I confess—I get angry in court, and this is often detrimental. I blew my cool with Smut and hammered him so relentlessly that some of the jurors became sympathetic. The judge finally told me to move on, but I didn’t. I hate liars, especially those who swear to tell the truth and then fabricate testimony to convict my client. I yelled at Smut and the judge yelled at me, and at times it seemed as though everyone was yelling. This did not help Gardy’s cause.

You would think the prosecutor might break up his parade of liars with a credible witness, but this would require some intelligence. His next witness was another inmate, another druggie who testified he was in the hallway near Gardy’s cell and heard him confess to Smut.

Lies on top of lies.

“Please make them stop,” Gardy says.

“I’m trying, Gardy. I’m doing the best I can. We need to go.”

3.

A deputy leads us into the courtroom, which is again packed with people and heavy with a layer of tense apprehension. This is the tenth day of testimony, and I now believe there is absolutely nothing else happening in this backwater town. We are the entertainment! The courtroom is packed from gavel to gavel and they’re lined up against the walls. Thank God the weather is cool or we’d all be soaked with sweat.

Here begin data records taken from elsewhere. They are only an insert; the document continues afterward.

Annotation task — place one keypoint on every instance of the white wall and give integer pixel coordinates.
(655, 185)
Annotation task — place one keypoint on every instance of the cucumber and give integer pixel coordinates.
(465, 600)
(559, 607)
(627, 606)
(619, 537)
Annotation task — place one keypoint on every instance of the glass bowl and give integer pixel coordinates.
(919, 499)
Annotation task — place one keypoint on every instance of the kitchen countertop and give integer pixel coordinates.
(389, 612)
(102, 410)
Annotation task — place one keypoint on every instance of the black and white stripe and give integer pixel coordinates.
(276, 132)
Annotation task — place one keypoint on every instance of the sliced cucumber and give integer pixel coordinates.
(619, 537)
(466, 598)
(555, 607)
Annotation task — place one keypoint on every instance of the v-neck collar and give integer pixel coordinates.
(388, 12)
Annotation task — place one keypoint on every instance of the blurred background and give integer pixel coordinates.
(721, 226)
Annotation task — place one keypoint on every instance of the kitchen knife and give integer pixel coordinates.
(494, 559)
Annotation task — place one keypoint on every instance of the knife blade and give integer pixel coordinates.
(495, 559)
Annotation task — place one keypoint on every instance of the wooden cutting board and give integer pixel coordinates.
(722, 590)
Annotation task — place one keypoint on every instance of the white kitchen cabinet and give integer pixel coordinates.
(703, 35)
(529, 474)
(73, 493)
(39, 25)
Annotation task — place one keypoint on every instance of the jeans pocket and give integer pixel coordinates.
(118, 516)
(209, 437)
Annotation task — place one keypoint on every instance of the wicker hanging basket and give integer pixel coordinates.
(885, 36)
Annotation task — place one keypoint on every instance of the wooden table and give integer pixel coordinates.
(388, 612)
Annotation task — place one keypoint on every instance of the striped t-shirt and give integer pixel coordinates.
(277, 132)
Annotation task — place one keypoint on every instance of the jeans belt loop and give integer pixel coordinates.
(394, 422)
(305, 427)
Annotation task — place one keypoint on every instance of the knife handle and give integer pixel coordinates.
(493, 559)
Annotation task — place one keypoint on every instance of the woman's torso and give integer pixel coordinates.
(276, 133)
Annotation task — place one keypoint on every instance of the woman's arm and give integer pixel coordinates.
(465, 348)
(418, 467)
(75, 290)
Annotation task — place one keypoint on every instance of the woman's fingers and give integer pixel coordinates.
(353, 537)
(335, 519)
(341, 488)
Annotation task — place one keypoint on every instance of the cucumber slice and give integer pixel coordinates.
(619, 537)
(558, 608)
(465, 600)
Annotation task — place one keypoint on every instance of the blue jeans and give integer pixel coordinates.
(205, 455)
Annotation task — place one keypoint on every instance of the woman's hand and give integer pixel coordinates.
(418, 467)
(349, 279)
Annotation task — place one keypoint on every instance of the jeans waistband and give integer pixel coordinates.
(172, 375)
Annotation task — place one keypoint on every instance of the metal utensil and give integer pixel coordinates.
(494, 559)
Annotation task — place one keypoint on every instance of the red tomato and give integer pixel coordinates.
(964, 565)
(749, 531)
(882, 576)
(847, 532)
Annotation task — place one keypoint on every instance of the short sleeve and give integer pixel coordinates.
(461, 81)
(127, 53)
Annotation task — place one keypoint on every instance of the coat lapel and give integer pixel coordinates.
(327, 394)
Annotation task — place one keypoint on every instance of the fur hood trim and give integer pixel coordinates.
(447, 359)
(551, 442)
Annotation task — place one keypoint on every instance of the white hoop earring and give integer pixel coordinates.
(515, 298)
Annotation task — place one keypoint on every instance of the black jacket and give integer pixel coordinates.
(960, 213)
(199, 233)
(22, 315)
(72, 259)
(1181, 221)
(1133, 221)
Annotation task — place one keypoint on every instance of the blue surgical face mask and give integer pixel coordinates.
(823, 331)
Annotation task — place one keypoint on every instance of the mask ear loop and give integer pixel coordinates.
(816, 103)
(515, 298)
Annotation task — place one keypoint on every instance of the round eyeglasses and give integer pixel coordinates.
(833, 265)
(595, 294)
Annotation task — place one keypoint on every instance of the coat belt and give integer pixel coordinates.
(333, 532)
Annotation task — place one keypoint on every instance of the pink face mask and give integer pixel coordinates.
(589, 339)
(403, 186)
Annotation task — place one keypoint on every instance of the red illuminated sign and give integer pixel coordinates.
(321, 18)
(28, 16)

Every capital murder trial requires the presence of at least two lawyers for the defense. My co-counsel, or “second chair,” is Trots, a thick, dull boy who ought to burn his law license and curse the day he ever dreamed of showing his face in a courtroom. He’s from a small town twenty miles away, far enough, he thought, to shield him from the unpleasantness of getting caught up in Gardy’s nightmare. Trots volunteered to handle the preliminary matters, intending to jump ship if a trial became a reality. His plans have not worked out to suit him. He screwed up the preliminaries as only a rookie can, then tried to extricate himself. No go, said the judge. Trots then thought it might be an acceptable idea to sit in the second chair, gain some experience, feel the pressure of a real trial, and so on, but after several death threats he stopped trying. Death threats are just part of the daily grind for me, like the morning coffee and lying cops.